Firms Can Bar Unions From E-mail-NLRB Kiss-Off to Battista

On the eve of his expiring term, the NLRB's Chairman Robert Battista offers a generous parting gift to anti-union employers and a cruel kiss-off to hard-working men and women.

Stephan Ostrach, union representative for Teamsters Local 206 in Eugene, called the decision another in a line of anti-union rulings from a panel whose majority was appointed by President Bush.


The National Labor Relations Board has ruled that employers have the right to prohibit workers from using the company's e-mail system to send out union-related messages, a decision that could hamper communications between labor unions and their membership.
In a 3-to-2 ruling on Friday[ 12/21/07], the labor board held that it was legal for employers to bar union-related e-mail so long as employers had a policy barring employees from sending e-mail for “non-job-related solicitations” for any outside organization.

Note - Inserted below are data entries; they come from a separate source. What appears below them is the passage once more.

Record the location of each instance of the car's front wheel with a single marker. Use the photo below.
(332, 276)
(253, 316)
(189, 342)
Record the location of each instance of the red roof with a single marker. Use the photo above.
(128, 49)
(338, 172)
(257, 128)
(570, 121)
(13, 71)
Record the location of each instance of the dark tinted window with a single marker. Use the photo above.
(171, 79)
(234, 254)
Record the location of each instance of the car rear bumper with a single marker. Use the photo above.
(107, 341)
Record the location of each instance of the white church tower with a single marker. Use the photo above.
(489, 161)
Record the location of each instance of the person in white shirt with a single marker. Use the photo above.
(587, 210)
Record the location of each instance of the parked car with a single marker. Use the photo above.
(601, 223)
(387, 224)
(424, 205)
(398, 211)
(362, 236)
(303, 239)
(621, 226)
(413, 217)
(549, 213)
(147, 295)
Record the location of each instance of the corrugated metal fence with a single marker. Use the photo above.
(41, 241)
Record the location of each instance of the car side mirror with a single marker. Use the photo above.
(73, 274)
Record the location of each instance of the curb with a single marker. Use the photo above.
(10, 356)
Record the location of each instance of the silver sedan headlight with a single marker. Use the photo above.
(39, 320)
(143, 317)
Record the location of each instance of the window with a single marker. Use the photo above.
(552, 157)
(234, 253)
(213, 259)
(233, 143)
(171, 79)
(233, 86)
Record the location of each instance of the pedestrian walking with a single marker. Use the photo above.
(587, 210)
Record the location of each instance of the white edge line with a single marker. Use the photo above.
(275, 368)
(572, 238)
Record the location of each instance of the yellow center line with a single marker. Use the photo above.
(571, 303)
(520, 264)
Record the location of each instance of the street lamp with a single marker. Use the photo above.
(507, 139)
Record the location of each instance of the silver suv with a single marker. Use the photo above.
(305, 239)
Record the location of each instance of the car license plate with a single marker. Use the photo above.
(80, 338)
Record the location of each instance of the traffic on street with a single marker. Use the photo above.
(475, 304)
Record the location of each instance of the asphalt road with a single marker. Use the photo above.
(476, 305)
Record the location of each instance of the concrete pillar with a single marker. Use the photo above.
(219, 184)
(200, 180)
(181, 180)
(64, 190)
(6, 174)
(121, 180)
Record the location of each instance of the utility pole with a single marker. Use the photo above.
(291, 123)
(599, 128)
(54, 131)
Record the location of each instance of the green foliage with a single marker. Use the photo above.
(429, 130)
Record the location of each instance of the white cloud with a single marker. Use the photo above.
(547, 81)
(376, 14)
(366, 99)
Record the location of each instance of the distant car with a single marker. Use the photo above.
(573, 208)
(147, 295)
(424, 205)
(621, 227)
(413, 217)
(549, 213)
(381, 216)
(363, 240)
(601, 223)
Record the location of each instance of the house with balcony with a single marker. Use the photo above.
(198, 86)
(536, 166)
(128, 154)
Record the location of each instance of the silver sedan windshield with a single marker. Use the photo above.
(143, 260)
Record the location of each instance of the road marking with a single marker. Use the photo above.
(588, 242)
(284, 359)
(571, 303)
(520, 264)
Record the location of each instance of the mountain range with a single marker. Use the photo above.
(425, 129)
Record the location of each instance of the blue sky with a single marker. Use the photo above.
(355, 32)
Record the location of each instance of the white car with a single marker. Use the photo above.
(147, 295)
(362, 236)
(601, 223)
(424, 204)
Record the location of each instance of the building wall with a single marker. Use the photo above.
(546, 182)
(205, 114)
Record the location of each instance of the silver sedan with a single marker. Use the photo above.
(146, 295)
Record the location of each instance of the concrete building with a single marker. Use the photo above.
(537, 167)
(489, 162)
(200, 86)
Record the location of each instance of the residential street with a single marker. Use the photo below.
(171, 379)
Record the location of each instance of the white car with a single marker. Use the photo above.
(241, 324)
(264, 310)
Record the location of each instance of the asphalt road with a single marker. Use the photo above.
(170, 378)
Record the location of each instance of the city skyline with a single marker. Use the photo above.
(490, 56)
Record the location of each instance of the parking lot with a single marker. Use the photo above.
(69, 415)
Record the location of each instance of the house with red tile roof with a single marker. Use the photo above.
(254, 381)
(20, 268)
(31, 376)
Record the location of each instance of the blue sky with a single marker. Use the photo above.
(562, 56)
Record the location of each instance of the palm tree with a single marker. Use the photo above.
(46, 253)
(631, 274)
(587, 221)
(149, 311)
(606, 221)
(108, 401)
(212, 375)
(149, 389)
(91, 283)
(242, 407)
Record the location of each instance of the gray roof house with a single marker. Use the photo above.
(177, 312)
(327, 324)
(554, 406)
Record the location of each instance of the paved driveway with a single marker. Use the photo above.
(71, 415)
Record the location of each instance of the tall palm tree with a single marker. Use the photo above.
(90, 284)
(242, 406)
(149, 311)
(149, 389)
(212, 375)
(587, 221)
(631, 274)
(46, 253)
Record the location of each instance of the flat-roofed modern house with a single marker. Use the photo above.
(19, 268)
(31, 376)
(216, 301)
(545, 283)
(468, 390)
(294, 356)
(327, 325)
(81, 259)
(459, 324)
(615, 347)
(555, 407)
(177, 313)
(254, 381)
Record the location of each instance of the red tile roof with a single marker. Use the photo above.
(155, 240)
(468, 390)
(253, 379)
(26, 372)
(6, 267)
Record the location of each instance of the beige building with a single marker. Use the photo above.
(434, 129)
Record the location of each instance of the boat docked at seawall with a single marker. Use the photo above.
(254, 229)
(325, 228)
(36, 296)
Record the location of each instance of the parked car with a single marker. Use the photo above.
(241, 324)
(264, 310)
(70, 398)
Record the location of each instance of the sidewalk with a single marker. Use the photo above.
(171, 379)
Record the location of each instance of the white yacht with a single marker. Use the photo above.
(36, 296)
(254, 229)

The ruling is a significant setback to the nation’s labor unions, which argued that e-mail systems have become a modern-day gathering place where employees should be able to communicate freely with co-workers to discuss work-related matters of mutual concern.

The ruling involved The Register-Guard, a newspaper in Eugene, Ore., and e-mail messages sent in 2000 by Susi Prozanski, a newspaper employee who was president of the Newspaper Guild’s unit there. She sent an e-mail message about a union rally and two others urging employees to wear green to show support for the union’s position in contract negotiations.